Balıkesir’in Sındırgı ilçesinde son üç ayda 15 binden fazla deprem kaydedildi. Uzmanlar, bu yoğun sismik hareketliliği “deprem fırtınası” olarak tanımlıyor.
HABER MERKEZİ – Balıkesir’in Sındırgı ilçesinde son üç ayda kaydedilen 15 binden fazla deprem, bölgede olağanüstü sismik hareketlilik yaşandığını ortaya koydu. Gazi Üniversitesi Mühendislik Fakültesi Öğretim Üyesi ve Afet Yönetim Uzmanı Doç. Dr. Bülent Özmen, bu aktivitenin Türkiye genelinde yıllık kaydedilen ortalama 25 bin depremin yaklaşık yüzde 60’ına denk geldiğini belirterek, süreci “deprem fırtınası” olarak nitelendirdi.

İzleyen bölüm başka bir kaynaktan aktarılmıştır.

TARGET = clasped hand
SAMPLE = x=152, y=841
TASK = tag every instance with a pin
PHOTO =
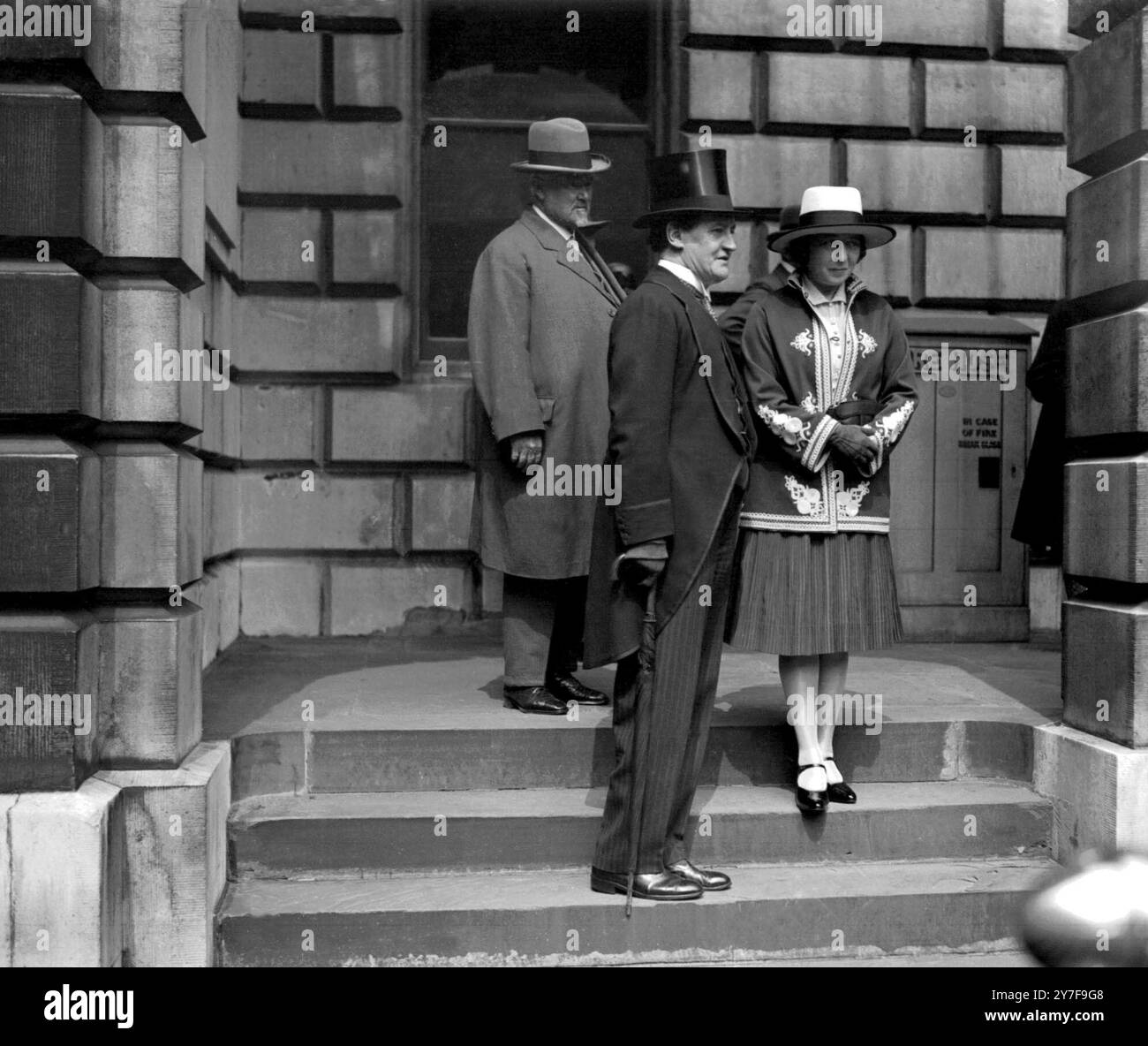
x=856, y=443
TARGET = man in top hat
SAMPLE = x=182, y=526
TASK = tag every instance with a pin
x=733, y=319
x=681, y=433
x=542, y=301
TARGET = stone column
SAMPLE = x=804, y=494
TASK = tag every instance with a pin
x=1097, y=763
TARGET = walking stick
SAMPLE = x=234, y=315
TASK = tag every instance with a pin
x=643, y=701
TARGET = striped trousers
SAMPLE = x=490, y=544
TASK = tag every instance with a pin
x=684, y=686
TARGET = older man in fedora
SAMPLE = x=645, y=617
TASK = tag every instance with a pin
x=682, y=434
x=540, y=306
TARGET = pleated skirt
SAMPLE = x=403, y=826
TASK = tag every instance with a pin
x=800, y=594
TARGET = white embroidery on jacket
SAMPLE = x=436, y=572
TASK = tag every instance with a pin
x=894, y=424
x=849, y=498
x=806, y=498
x=792, y=431
x=804, y=341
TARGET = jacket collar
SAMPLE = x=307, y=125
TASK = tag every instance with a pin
x=853, y=284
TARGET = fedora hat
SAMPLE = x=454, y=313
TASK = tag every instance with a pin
x=687, y=181
x=561, y=145
x=827, y=210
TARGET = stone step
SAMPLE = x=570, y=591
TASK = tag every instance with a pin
x=516, y=751
x=862, y=909
x=374, y=834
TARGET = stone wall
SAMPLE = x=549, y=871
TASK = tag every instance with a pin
x=117, y=226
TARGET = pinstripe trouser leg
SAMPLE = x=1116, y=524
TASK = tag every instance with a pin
x=684, y=686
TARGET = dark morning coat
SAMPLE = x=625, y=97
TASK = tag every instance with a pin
x=538, y=336
x=681, y=443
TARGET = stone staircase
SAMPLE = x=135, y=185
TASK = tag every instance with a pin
x=409, y=841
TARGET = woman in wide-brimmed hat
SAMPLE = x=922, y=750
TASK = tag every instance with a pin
x=831, y=380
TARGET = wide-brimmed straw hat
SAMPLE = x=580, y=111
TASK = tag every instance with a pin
x=833, y=210
x=561, y=145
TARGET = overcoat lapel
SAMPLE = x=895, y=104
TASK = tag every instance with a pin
x=552, y=241
x=700, y=321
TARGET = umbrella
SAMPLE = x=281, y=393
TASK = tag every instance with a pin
x=643, y=709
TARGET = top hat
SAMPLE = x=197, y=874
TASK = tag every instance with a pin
x=687, y=181
x=561, y=145
x=827, y=210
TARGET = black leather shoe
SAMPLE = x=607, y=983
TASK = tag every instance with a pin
x=654, y=885
x=569, y=688
x=534, y=700
x=811, y=803
x=701, y=877
x=839, y=792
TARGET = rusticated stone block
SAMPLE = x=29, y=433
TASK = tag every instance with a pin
x=153, y=514
x=155, y=364
x=221, y=512
x=1106, y=241
x=984, y=264
x=53, y=155
x=370, y=597
x=282, y=422
x=50, y=708
x=1091, y=19
x=294, y=156
x=175, y=826
x=317, y=512
x=823, y=88
x=1038, y=26
x=222, y=149
x=149, y=674
x=1108, y=107
x=918, y=176
x=153, y=206
x=368, y=246
x=280, y=597
x=441, y=512
x=325, y=8
x=1106, y=390
x=282, y=67
x=230, y=581
x=368, y=70
x=61, y=875
x=159, y=46
x=49, y=516
x=1099, y=790
x=49, y=341
x=993, y=96
x=1106, y=671
x=275, y=245
x=721, y=85
x=1106, y=517
x=412, y=422
x=772, y=171
x=317, y=336
x=1033, y=181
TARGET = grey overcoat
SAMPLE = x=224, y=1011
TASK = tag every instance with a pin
x=538, y=336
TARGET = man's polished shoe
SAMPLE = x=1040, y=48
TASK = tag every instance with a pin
x=654, y=885
x=701, y=877
x=807, y=801
x=839, y=792
x=569, y=688
x=534, y=700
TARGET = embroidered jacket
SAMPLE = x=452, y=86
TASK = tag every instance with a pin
x=796, y=483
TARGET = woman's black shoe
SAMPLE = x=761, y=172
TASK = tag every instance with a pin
x=839, y=792
x=811, y=803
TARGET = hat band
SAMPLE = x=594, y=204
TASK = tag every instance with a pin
x=830, y=217
x=562, y=160
x=714, y=202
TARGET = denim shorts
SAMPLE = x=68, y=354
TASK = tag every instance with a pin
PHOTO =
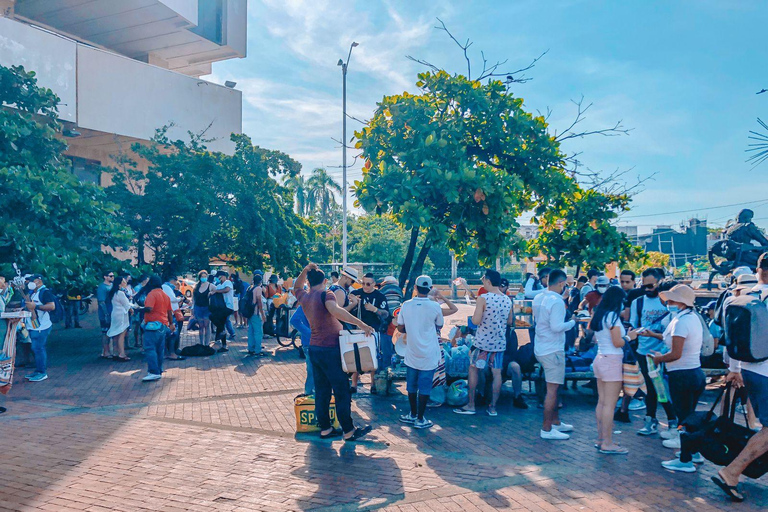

DEPREM FIRTINASI VE İKİZ DEPREMLER
Sındırgı’daki hareketlilik, 10 Ağustos ve 27 Ekim tarihlerinde meydana gelen 6,1 büyüklüğündeki iki büyük depremle dikkat çekti. Özmen, bu iki depremin kısa süre içinde art arda gerçekleşmesinin “deprem fırtınası” olarak adlandırılabileceğini vurguladı. Aynı büyüklükteki iki depremin aynı bölgede peş peşe meydana gelmesinin ise “ikiz deprem” olarak tanımlandığını ifade eden Özmen, bu tür büyük depremlerin Türkiye’de nadir görüldüğünü kaydetti. Depremlerin yer yüzeyinde belirgin bir kırık izi bırakmadığı, ancak yerin altında toplamda yaklaşık 30 kilometrelik bir kırılma meydana geldiği ve bu kırılmaların yer yer 5-10 santimetrelik çökmelere yol açmış olabileceği belirtildi.
Maden Tetkik ve Arama (MTA) Genel Müdürlüğü ile Afet ve Acil Durum Yönetimi Başkanlığı (AFAD) bölgede kapsamlı saha çalışmaları yürütüyor. Özmen, Sındırgı’daki depremlerin yalnızca tektonik hareketlerden değil, magma sokulumlarından kaynaklanan gerilim artışlarına bağlı olarak meydana geldiğini belirterek, süreci “hibrit özellikler gösteren bir deprem süreci” olarak tanımladı. Sındırgı’nın Simav Fay Zonu üzerinde yer aldığını ve bu fayın 7 büyüklüğüne kadar deprem üretme potansiyeli taşıdığını vurgulayan Özmen, bölgede gelecekteki büyük depremler için dikkatli olunması gerektiğine işaret etti.
Yaşanan yoğun deprem aktivitesi sonrasında Sındırgı ilçesi “Genel Hayata Etkili Afet Bölgesi” ilan edildi. Bu kararla, afet sonrası yardım ve iyileştirme çalışmalarının hızlandırılması hedefleniyor. Özmen, bölgedeki sarsıntıların aylardır devam etmesinin halk üzerinde psikolojik baskı oluşturduğunu belirterek, vatandaşların sakin kalmalarının önemine değindi. Artçı şokların sürebileceği uyarısında bulunan Özmen, “Hasarlı binalara kesinlikle girilmemeli ve yakınlarında bulunulmamalıdır” dedi ve gelişmelerin sadece resmi kanallardan takip edilmesini önerdi.